Caveats of the Cramer-Rao bound

I keep hearing the same questions about the Cramer-Rao lower error bound again and again over the years, so here I’ll collect some facts or intuition about the bound that address those questions and are hard to find in the literature. I will be as brief as possible, and you can find the technical details in books, such as Lehmann and Casella, van der Vaart, and the references below.

  1. Cramer and Rao were not the first provers of the bound; see wiki. For this reason it is also called the information inequality or the efficiency bound in statistics, but the name Cramer-Rao is so widespread that everyone outside statistics uses it for clarity.
  2. The simplest form of the Cramer-Rao bound applies only to unbiased estimators (https://en.wikipedia.org/wiki/Bias_of_an_estimator). It can be violated by biased estimators, which are actually very common. There is a simple modification of the bound for biased estimators, but you need to know the bias to apply the modification, and the bias depends on the estimator you use, so the modification is not very useful in practice.
  3. The maximum-likelihood estimator may often be biased.

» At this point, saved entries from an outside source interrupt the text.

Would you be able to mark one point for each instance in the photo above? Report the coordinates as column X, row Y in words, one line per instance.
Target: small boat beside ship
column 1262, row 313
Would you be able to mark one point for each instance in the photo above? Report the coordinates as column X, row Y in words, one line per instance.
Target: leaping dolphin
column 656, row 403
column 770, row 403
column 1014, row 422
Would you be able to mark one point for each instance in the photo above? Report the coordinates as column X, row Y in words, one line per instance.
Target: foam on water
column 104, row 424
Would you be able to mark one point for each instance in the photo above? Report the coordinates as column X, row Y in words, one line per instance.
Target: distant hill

Under certain conditions, its bias asymptotically goes to zero with more samples, but for any finite sample size it may be biased and violate the Cramer-Rao bound by any amount.

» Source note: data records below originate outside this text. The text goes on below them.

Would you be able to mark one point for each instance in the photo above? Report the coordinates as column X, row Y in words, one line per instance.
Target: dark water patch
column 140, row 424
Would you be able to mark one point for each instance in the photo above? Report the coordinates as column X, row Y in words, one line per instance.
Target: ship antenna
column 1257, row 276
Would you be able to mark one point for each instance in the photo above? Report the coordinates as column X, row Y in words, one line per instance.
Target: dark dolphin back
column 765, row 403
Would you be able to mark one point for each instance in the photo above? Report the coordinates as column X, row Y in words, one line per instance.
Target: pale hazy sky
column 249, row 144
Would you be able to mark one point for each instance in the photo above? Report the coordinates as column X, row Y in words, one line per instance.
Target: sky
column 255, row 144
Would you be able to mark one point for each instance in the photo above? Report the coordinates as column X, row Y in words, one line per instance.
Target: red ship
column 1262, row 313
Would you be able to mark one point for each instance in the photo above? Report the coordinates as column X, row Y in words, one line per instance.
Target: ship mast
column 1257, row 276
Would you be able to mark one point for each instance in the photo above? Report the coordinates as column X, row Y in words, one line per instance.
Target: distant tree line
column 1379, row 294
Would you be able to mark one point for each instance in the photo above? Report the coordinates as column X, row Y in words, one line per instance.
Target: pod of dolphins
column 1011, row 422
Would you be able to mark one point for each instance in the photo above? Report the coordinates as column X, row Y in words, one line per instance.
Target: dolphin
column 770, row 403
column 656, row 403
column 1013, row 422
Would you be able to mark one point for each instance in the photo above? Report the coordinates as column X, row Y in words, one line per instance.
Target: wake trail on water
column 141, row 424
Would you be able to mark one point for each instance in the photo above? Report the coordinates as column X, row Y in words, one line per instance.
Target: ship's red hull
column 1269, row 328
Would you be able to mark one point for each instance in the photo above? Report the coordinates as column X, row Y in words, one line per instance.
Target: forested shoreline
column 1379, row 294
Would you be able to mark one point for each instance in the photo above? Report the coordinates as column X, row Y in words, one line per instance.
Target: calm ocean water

  4. To make the Cramer-Rao bound a rigorous lower error bound (i.e., no-go theorem) without the unbiased assumption, mathematical statisticians such as Hajek and Le Cam have come up with amazing theorems such as the convolution theorem and the local asymptotic minimax theorem (see, e.g., Chap. 8 in van der Vaart’s book), which work in an asymptotic sense (infinite sample size). Beautiful mathematics, but in practice they are lipstick on a pig, because for any finite sample size a biased estimator can violate the Cramer-Rao bound by any amount at certain parameter values.
  5. The most airtight way to derive a lower error bound that works for any biased or unbiased estimator is to go Bayesian or minimax. For example, there exist Bayesian versions of the Cramer-Rao bound that apply to any estimator (often called the Van Trees inequality, but first discovered by Schutzenberger), and it’s easier to understand those convolution/local-minimax theorems through the Bayesian bound; see Gill and Levit and a recent paper of mine. For more Bayesian bounds, see, for example, the review + paper collection by Van Trees and Bell. For minimax bounds, see, for example, the book by Tsybakov.

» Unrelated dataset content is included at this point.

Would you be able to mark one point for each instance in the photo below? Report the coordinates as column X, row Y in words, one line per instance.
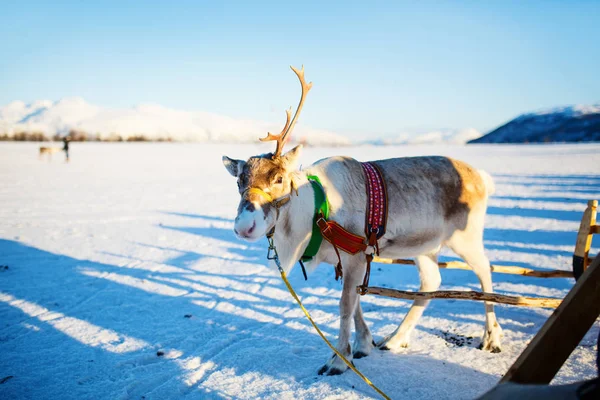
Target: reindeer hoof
column 323, row 369
column 491, row 348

  6. In terms of achievability, the maximum-likelihood estimator can asymptotically reach the Cramer-Rao bound under certain conditions, but the word “asymptotically” is again a big caveat. For any finite sample size, maximum-likelihood may violate the bound by any amount because it may be biased, as I previously mentioned, or it may also be much higher than the bound.
  7. [h/t Howard Wiseman] Sometimes the Cramer-Rao bound is not even asymptotically achievable. This happens, for example, when the probability distributions of the observation are identical for multiple parameter values, and no estimator can be consistent (i.e., converge to the true parameter), let alone efficient in the sense of attaining the Cramer-Rao bound.
  8. [h/t Vincent Tan] The regularity conditions for the bound deserve a mention, e.g., the support of the probability distributions of the observation should not vary with the parameter.
  9. People inexperienced in statistics (students, referees, talk audience, etc.) often express surprise or even anger when they first learn these caveats. Why do people still use the Cramer-Rao bound then? A few reasons:
    1. It is often easier to compute than the other options. For simple problems, it requires only undergrad calculus, and even for difficult problems such as infinite-dimensional models, it often remains tractable where other options are not; see the book by Bickel et al.. This simplicity is especially a virtue for non-statisticians, e.g., physicists, opticians, and biologists, who are uninterested or unable to learn the more advanced statistics.
    2. If you go Bayesian, you will have to assume a prior, which is a complication at best and a controversy at worst. The Bayesian bounds are also more difficult to compute.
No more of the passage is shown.